= Zero Carbon Displacement =

Zero Carbon Displacement is a unique measure of an organisation's carbon footprint which can be achieved when an organisation uses carbon-free energy which produces zero carbon emissions.

Zero Carbon Displacement is distinguished from other markers of environmental sustainability. A study by Stanford University (2019) revealed that companies that claim to use ‘100% renewable energy’ often underestimate their greenhouse gas emissions. Accordingly, to claim Zero Carbon Displacement a business must be willing to provide hourly accounting of its energy sources instead of annual reporting. Crypto mining has pushed up demand for environment-friendly energy sources. Currently, 39% of all energy used for crypto mining is renewable. Zero Carbon Displacement requires strict analysis of an entire grid ecosystem to make sure that no additional fossil fuel based energy is being forced into use before it can be claimed.
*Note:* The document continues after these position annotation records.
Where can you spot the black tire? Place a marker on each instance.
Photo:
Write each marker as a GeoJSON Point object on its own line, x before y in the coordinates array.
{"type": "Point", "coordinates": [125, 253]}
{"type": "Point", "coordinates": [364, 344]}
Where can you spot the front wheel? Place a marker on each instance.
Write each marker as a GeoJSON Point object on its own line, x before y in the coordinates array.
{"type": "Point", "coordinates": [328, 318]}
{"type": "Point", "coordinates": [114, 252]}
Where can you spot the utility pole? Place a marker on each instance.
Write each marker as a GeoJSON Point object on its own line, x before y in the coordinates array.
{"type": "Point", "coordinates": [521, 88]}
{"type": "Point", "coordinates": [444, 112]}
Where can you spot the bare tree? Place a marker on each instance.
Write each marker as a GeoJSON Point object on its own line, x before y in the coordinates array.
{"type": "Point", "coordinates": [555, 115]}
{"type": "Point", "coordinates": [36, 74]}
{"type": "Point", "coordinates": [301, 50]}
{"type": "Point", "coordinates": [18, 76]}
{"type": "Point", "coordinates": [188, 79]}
Once Zero Carbon Displacement is achieved a crypto miner or data processor associated with the blockchain can legitimately claim Zero Carbon Displacement. Under Zero Carbon Displacement power use must be drawn from grids which are  > 99% renewable source or from newly installed renewable power supply through direct feed in a closed loop with no fossil fuel back up for operations.

The concept of Zero Carbon Displacement was first used by the Norwegian People's Think Tank on 16 August 2021 in response to a post on Medium by ariNO.CTT entitled "I care about the environment as much as you do."